AI nowcasting of localized heavy precipitation from fast-scanning radar with probabilistic and 3D motion guided prediction

Accurate real-time prediction of heavy precipitation is essential for disaster prevention. It remains a challenge for operational meteorology, especially for sudden localized convective storms for which traditional radar and observation extrapolation methods struggle to capture their rapid vertical development, which typically originate at altitudes of 4--8 km before descending to the surface in about 10 minutes.  

In Japan, three Multi-Parameter Phased Array Weather Radars (MP-PAWR) generating 3D data every 30 seconds with high vertical resolution have been deployed. Leveraging these dense 4D observations, an AI-based model produces real-time nowcasts (very short-term forecasts) with high-resolution of 500 m and 10-minute lead time. Updated every 30 seconds, our nowcasts outperform traditional methods for predicting the onset and the dissipation of localized convective precipitation. However, performance is degraded during the mature phase of the storm when its structure becomes more complex (e.g., overlapping  convective cells in different lifecycle states, domination of horizontal motion in radar pattern changes) (Baron et al., 2025a).

Two major improvements are currently being investigated: 1) a Quantile Regression Neural Network (QRNN) technique has been integrated to assess the probability distribution of possible nowcasts and thus provide credible intervals (Baron et al., 2025b), and 2) a better representation of 3D motion is being implemented, as it plays a critical role during the mature phase of storms. The new version of the model will integrate two separate modules: one specialized for capturing 3D-motion vectors, while the second predicts rainfall intensity with motion guidance. Both modules use the current nowcast model architecture which has demonstrated solid performance. The motion module is trained using 3D motion vectors derived directly from the radar observations through a 3D Tracking Radar Echoes by Correlation (TREC) method originally designed for PAWR extrapolation (Otsuka et al., 2016).

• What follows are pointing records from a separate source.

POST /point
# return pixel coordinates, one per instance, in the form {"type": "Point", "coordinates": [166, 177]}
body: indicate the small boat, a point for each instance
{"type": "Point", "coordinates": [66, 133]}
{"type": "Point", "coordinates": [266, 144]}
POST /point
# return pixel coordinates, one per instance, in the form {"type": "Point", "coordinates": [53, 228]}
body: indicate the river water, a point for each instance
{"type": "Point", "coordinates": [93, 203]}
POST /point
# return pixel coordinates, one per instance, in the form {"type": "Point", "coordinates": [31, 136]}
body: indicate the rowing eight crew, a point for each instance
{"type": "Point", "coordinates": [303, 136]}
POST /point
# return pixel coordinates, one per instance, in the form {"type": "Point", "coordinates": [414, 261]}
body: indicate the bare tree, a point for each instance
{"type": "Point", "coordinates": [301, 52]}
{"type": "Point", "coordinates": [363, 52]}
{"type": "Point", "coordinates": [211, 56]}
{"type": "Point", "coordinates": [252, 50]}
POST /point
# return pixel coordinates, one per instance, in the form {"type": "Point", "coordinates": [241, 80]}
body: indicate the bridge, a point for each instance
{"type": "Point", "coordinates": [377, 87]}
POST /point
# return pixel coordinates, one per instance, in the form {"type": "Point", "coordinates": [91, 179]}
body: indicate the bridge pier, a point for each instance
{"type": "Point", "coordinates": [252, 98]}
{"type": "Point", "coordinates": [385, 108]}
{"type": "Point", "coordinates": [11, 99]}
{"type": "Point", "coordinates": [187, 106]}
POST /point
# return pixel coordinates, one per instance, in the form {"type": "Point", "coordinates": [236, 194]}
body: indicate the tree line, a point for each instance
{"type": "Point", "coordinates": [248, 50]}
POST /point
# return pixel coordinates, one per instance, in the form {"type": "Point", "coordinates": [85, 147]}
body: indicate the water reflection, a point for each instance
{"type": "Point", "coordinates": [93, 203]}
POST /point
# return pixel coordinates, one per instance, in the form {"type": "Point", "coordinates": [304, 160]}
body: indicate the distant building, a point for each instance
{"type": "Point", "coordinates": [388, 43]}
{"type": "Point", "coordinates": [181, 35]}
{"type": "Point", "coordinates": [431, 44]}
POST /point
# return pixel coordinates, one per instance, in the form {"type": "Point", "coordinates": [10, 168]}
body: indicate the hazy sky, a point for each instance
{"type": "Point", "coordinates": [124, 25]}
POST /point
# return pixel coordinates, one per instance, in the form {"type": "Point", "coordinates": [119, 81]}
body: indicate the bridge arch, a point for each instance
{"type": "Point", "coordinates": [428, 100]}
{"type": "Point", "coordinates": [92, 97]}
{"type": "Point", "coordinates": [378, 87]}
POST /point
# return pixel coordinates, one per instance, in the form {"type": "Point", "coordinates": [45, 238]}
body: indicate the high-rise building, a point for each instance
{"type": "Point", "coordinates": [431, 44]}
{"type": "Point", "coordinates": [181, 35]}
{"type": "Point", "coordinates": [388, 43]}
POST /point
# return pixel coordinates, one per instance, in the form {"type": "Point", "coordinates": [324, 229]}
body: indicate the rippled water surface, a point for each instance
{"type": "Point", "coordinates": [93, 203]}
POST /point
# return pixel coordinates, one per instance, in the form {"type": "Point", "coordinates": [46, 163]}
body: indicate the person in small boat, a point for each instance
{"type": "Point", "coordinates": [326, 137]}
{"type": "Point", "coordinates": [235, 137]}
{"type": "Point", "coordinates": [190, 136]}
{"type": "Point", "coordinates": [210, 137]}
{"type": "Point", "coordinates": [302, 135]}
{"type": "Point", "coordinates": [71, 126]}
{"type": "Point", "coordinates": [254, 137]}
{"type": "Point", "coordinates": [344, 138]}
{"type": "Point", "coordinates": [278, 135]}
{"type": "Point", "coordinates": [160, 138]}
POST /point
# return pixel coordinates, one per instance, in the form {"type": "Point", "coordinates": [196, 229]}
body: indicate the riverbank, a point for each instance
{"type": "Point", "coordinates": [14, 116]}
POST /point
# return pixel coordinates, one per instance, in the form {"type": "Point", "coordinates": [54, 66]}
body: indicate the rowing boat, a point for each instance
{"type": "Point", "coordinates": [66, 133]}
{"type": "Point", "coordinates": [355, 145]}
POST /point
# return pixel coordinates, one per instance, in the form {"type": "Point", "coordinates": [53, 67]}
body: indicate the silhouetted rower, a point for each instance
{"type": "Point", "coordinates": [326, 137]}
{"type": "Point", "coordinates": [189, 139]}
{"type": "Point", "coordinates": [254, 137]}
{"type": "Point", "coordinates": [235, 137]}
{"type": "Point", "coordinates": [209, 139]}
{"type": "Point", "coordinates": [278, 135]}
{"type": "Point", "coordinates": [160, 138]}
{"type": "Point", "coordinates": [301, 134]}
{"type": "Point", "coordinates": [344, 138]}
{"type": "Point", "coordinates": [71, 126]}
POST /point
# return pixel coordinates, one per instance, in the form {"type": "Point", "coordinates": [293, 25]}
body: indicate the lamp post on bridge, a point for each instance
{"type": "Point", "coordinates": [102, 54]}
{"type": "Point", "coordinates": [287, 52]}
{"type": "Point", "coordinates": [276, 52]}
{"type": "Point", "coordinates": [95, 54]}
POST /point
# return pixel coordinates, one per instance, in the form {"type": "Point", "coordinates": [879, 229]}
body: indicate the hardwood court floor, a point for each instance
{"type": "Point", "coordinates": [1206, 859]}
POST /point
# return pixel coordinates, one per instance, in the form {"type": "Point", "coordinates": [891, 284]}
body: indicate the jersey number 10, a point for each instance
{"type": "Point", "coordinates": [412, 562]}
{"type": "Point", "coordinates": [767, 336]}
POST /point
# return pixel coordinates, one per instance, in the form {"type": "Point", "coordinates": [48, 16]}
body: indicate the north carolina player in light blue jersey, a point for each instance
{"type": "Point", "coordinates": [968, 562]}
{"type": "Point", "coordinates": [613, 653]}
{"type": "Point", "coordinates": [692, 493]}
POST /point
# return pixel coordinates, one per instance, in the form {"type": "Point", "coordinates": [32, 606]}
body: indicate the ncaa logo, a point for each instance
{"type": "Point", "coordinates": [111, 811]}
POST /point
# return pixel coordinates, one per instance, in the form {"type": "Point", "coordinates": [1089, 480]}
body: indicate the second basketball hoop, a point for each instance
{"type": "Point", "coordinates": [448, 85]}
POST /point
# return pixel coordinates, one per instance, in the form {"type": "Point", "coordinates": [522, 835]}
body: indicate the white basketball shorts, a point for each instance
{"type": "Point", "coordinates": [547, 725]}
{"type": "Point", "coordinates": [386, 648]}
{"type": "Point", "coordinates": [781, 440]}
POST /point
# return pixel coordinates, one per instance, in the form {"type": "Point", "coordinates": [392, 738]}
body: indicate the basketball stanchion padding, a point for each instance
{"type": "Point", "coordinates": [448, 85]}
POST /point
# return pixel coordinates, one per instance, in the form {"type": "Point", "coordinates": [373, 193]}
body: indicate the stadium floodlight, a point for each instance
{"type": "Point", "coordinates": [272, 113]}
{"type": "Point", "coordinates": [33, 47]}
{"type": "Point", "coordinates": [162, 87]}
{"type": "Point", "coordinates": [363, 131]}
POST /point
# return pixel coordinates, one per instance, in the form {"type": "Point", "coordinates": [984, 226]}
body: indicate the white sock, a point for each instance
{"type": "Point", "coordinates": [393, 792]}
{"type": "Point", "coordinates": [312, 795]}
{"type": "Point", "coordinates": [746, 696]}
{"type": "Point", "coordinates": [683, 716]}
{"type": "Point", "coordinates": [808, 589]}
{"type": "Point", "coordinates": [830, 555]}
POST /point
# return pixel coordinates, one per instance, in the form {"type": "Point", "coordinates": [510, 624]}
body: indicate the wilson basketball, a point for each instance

This study will present these developments with a special focus on the motion guidance module that is being implemented. The limitations of our approach will also be discussed (e.g., QRNN vs diffusion model, TREC limitation for weak gradient cases, no information on rain precursors and mesoscale scales).

Baron et al., 2025a: “Real-time nowcasting of sudden heavy rainfall using artificial neural network and multi-parameter phased array radar”, SOLA, https://doi.org/10.2151/sola.2025-039

Baron et al., 2025b: “3D Precipitation Nowcasting from Phased Array Radar with Uncertainty Estimation Using a Quantile Regression Neural Network”, IEEE RadarConf25,  10.1109/RadarConf2559087.2025.11204931

Otsuka et al., 2016: Precipitation nowcasting with three-dimensional space–time extrapolation of dense and frequent phased-array weather radar observations. Wea. Forecasting, 31, 329–340.